Trois ports embarquent des passagers en saison :

  • Leverburgh, au sud de Harris : départ matinal, retour en fin d’après-midi, environ 6 heures de mer aller-retour pour 4 à 5 heures sur Hirta
  • Stein, sur la côte ouest de Skye : option la plus réputée, bateaux semi-rigides rapides
  • Uig, également sur Skye : départs hebdomadaires en saison

Comptez entre 230 et 280 livres par personne pour la journée, hors hébergement et trajet jusqu’au port d’embarquement. Le débarquement à Hirta dépend de la houle dans Village Bay : un jour sur cinq environ, le bateau fait demi-tour sans avoir débarqué. Prévoyez plusieurs jours de marge si Saint-Kilda est l’objectif principal du voyage.

Pour rejoindre Leverburgh, il faut prendre le ferry CalMac depuis Uig (Skye) vers Tarbert sur l’île de Lewis et Harris, puis traverser Harris en voiture. Skye se rejoint depuis Fort William ou par le pont depuis Kyle of Lochalsh. Compter au minimum trois jours pour intégrer Saint-Kilda dans un itinéraire des Hébrides.

Une autre option existe : le camping sur Hirta. Le National Trust for Scotland accepte un nombre très limité de campeurs (six au maximum) pour quelques nuits, sur réservation des mois à l’avance. Vivre une nuit à Saint-Kilda, le bateau reparti, dans le silence absolu d’un archipel inhabité, est une expérience qu’aucune visite à la journée ne peut offrir.

Quand y aller, que voir sur place

La saison utile court de fin avril à début septembre. Les macareux occupent leurs terriers de la mi-mai à la mi-août, les fous de Bassan restent jusqu’en octobre. Les mois d’été offrent les meilleures lumières et les mers les plus calmes, mais les bateaux affichent souvent complet dès le mois de février.

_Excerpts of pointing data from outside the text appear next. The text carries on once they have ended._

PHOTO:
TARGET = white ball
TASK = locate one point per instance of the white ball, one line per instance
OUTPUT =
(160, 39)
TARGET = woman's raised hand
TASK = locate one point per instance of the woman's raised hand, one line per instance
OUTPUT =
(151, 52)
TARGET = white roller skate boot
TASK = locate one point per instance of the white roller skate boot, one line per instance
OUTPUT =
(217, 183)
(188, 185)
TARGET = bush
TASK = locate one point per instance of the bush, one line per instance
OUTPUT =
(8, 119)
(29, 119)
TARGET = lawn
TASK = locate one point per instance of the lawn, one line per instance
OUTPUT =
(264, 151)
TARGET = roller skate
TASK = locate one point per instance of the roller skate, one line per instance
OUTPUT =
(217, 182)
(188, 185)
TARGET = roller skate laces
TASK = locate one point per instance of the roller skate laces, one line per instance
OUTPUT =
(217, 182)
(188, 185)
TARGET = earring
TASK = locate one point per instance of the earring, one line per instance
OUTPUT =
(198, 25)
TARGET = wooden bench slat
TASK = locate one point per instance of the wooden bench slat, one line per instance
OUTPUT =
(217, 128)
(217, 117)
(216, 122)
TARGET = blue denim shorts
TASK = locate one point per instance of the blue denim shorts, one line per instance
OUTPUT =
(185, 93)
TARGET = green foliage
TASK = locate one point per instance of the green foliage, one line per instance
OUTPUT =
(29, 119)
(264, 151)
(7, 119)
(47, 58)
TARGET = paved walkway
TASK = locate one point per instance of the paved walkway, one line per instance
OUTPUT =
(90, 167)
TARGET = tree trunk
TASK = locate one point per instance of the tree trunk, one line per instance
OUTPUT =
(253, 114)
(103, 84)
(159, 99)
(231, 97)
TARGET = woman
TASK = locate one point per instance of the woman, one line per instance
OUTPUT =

Sur Hirta, la visite suit un parcours balisé. Le Village Bay regroupe les seize maisons restaurées du village, alignées le long de la rue principale, avec leurs murs de tourbe et leurs toits effondrés ou refaits. La maison numéro 3 abrite un petit musée gratuit qui retrace la vie quotidienne des habitants. Le cimetière, à l’écart, garde les pierres tombales gravées de noms gaéliques.

La montée vers Conachair, 430 mètres, prend deux à trois heures aller-retour. Le sommet plonge à pic dans la mer et offre une vue sur l’ensemble de l’archipel. Sur les pentes herbeuses de la Mullach Mòr, on traverse les enclos à moutons et les cleitean par centaines, témoins muets d’une économie disparue. Les Soay broutent partout, parfaitement indifférents aux visiteurs.

Plus au nord, les Hébrides extérieures prolongent le voyage avec leurs plages turquoise et leur culture gaélique vivante. À l’est, les Orcades et les Shetlands offrent une autre lecture de l’Écosse insulaire, plus nordique. Et pour les amoureux d’oiseaux marins, Bass Rock près d’Édimbourg propose une expérience comparable à l’échelle d’une journée.

Saint-Kilda n’est pas une destination facile. Le voyage coûte cher, la météo décide de tout, et la journée passe vite une fois posé sur Hirta. Mais l’archipel reste l’une des dernières frontières du tourisme européen, un endroit où le voyageur ressent encore vraiment ce qu’isolement veut dire.